Life

Could This App Save Your Life?

by Emma Cueto

You know those times when you'd really like to meet up with a cute guy from Tinder, but you're slightly worried that you might wind up dead and dismembered because he's secretly a serial killer straight out of Hannibal? Well, there's a new app to help keep that from happening. It's called Kitestring, and it gives you a back up plan in case something goes wrong.

This is how the app works: you choose an emergency contact (or multiple emergency contacts) and create a custom message you'd like this person or persons to receive when you're in trouble. When you're going into a situation you think might be risky — whether its a Tinder date, a walk home after dark, or anything else that makes you concerned for your safety — you turn the app on and tell it when to check in on you.

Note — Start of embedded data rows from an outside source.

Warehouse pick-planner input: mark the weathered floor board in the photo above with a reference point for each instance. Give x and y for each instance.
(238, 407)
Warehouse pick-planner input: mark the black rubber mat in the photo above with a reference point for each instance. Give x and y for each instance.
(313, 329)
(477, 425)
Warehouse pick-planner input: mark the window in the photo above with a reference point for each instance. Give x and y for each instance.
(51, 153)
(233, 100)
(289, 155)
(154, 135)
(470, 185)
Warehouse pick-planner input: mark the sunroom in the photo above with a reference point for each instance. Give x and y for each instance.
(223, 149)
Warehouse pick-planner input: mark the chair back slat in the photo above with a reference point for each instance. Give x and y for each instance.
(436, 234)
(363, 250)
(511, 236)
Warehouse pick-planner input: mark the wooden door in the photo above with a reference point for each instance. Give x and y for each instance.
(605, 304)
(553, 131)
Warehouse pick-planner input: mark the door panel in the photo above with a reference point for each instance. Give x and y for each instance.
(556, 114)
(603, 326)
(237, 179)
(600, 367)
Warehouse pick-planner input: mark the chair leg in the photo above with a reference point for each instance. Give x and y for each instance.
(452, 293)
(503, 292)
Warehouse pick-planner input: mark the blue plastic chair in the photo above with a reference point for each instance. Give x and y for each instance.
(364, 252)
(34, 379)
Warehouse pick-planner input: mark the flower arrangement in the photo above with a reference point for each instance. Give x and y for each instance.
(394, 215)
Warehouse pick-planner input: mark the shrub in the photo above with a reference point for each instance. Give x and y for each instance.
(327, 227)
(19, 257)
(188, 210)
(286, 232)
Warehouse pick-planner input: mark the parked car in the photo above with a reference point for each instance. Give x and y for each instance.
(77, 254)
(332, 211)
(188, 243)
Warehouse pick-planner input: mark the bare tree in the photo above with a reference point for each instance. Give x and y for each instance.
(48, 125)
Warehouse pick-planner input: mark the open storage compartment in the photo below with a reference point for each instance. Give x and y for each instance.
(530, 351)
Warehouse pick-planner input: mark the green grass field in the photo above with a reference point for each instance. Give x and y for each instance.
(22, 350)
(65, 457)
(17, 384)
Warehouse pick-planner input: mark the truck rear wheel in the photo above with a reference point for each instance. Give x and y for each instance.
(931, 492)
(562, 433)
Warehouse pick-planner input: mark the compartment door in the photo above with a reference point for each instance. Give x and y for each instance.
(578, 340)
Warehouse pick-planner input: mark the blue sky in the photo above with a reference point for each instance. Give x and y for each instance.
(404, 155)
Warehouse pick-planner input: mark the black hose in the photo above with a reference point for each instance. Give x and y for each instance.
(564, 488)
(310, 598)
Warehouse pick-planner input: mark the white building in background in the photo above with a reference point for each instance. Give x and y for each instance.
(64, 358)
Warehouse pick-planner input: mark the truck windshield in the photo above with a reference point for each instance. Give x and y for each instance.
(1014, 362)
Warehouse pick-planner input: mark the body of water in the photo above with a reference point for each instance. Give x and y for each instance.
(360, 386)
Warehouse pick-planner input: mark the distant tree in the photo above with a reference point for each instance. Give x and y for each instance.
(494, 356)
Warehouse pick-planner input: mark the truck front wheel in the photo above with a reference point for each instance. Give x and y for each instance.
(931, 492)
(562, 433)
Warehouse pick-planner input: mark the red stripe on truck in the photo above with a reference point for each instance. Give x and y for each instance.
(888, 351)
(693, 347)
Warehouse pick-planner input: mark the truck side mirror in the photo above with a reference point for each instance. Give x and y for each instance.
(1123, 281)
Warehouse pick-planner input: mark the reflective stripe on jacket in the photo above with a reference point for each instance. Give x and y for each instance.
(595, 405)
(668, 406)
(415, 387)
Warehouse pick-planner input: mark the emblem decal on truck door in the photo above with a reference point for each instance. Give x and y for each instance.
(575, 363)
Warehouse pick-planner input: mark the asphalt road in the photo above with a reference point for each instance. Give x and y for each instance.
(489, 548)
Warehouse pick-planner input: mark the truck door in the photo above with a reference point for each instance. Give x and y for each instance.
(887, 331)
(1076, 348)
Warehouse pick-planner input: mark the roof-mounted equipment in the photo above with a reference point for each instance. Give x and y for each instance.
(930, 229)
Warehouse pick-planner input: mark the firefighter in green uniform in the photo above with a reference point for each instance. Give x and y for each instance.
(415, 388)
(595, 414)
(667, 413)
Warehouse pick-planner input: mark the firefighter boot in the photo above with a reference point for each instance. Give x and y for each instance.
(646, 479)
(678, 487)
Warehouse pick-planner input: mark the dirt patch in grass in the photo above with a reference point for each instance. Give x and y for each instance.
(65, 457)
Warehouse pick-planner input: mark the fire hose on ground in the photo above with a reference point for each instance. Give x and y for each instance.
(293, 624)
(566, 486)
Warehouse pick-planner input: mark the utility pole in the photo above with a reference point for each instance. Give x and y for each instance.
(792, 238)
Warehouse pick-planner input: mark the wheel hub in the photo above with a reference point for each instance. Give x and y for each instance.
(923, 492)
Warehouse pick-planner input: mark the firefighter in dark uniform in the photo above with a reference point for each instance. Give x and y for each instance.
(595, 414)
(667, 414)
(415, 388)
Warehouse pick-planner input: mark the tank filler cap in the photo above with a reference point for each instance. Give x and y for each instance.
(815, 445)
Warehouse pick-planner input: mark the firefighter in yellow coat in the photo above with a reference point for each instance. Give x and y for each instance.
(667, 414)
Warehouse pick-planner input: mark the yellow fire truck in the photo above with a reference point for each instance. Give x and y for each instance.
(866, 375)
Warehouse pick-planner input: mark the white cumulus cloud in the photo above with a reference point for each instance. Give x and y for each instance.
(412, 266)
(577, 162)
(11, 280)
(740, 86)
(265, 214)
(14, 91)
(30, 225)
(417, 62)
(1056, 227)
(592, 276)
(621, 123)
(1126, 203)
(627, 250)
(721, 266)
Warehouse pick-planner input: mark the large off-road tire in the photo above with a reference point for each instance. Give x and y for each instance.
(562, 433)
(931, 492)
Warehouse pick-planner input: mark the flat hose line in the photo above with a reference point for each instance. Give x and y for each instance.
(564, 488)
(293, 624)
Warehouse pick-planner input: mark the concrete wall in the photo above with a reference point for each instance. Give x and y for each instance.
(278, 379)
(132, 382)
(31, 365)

If you don't respond to the text message it sends you, it will automatically send out your distress message to your emergency contacts.

I can think of so many uses for this.

Kitestring is one of many apps that are designed to make people safer. CircleOf6, for example, lets you choose six friends and send out a variety of distress signals, such as "I need help getting home safely," with just a few clicks. Other apps, like bSafe, even let your friends track your location in case something goes wrong (though you can turn off that function when you want to). But Kitestring is different in that it doesn't require a command in order to let people know you're in trouble. In a situation where you're attacked before you can get to your phone, most apps aren't much good. But an app that notifies your emergency contacts when you don't respond? That sounds much more useful in a real life situation.

Of course, this still could cause some unnecessary panic if your phone dies on you, making you unable to receive or reply to the check in message. But I guess it's better to freak your roommates out when you're actually fine than it is to get into real trouble and not have anyone realize.

Now if someone could just make that fake phone call app that turned out to be a hoax. Because that needs to exist for real, guys. Because some Tinder dates need to end for reasons that have nothing to do with serial killers.